Cross-species single-cell transcriptomics reveals neuronal similarities and heterogeneity in amniote pallium.

Abstract

The amniote pallium, a vital component of the forebrain, exhibits considerable evolutionary divergence across species and mediates diverse functions, including sensory processing, memory formation, and learning. However, the relationships among pallial subregions in different species remain poorly characterized, particularly regarding the identification of homologous neurons and their transcriptional signatures. In this study, we utilized single-nucleus RNA sequencing to examine over 130 000 nuclei from the macaque ( Macaca fascicularis) neocortex, complemented by datasets from humans ( Homo sapiens), mice ( Mus musculus), zebra finches ( Taeniopygia guttata), turtles ( Chrysemys picta bellii), and lizards ( Pogona vitticeps), enabling comprehensive cross-species comparison.
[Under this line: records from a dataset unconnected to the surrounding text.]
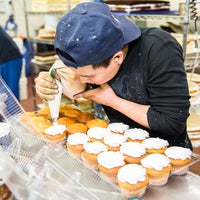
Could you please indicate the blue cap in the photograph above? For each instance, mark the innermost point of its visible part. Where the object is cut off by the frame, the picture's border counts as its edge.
(90, 33)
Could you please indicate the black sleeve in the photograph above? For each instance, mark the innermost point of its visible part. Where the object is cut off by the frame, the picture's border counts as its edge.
(167, 86)
(8, 48)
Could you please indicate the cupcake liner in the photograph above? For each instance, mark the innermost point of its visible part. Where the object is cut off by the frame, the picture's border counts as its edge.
(158, 180)
(112, 177)
(179, 170)
(90, 163)
(133, 194)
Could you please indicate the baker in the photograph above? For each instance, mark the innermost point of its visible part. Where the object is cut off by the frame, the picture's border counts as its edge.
(137, 74)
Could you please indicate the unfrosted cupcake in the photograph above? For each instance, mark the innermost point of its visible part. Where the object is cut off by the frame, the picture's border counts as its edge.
(133, 180)
(56, 133)
(180, 157)
(114, 141)
(133, 152)
(118, 127)
(91, 151)
(136, 135)
(75, 143)
(5, 138)
(97, 123)
(155, 145)
(158, 168)
(97, 133)
(109, 163)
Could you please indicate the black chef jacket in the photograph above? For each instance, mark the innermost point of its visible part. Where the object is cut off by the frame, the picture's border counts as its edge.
(153, 74)
(8, 48)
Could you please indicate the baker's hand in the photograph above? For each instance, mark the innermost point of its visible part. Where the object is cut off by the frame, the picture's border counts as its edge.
(45, 86)
(102, 95)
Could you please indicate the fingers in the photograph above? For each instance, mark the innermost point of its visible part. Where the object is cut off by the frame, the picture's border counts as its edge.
(45, 86)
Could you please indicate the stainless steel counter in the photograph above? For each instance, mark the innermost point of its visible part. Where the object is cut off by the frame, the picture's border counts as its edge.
(177, 188)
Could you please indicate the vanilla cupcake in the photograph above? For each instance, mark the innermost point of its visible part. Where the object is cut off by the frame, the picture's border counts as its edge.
(133, 152)
(136, 135)
(114, 141)
(133, 180)
(157, 167)
(180, 158)
(118, 127)
(56, 133)
(91, 151)
(109, 163)
(75, 143)
(97, 133)
(5, 138)
(155, 145)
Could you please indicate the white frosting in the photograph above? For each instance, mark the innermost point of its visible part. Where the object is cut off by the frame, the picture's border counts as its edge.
(118, 127)
(176, 152)
(110, 159)
(136, 134)
(114, 140)
(155, 161)
(56, 129)
(133, 149)
(155, 143)
(4, 129)
(98, 132)
(94, 147)
(131, 173)
(77, 138)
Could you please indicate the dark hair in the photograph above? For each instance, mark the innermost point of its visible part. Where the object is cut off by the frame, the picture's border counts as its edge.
(104, 63)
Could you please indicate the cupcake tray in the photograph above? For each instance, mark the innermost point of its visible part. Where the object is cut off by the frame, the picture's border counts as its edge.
(34, 168)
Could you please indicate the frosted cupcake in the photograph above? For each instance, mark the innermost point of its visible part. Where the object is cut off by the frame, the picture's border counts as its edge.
(97, 133)
(114, 141)
(133, 180)
(109, 163)
(136, 135)
(75, 143)
(155, 145)
(118, 127)
(180, 158)
(133, 152)
(91, 151)
(158, 168)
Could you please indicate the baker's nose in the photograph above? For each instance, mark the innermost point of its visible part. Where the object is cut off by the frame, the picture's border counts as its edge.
(84, 80)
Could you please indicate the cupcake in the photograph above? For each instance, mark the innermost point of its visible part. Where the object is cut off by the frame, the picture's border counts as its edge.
(114, 141)
(155, 145)
(84, 117)
(97, 133)
(118, 127)
(77, 128)
(44, 112)
(133, 152)
(136, 135)
(97, 123)
(75, 143)
(109, 163)
(133, 180)
(180, 157)
(71, 112)
(56, 133)
(91, 151)
(66, 121)
(157, 167)
(5, 138)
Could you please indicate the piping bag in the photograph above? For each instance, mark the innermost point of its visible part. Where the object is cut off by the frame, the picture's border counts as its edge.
(54, 105)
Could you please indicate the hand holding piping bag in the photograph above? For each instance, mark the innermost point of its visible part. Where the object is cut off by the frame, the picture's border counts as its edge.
(70, 82)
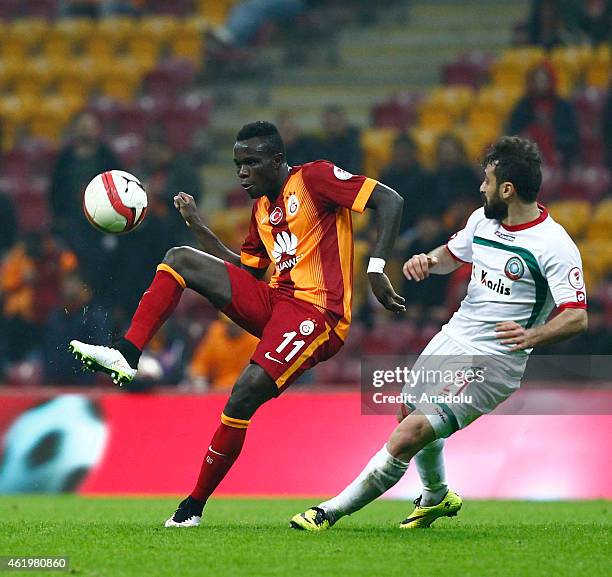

Results revealed transcriptomic conservation and species-specific distinctions within the amniote pallium. Notable similarities were observed among cell subtypes, particularly within PVALB ⁺ inhibitory neurons, which exhibited species-preferred subtypes. Furthermore, correlations between pallial subregions and several transcription factor candidates were identified, including RARB, DLX2, STAT6, NR3C1, and THRB, with potential regulatory roles in gene expression in mammalian pallial neurons compared to their avian and reptilian counterparts. These results highlight the conserved nature of inhibitory neurons, remarkable regional divergence of excitatory neurons, and species-specific gene expression and regulation in amniote pallial neurons. Collectively, these findings provide valuable insights into the evolutionary dynamics of the amniote pallium.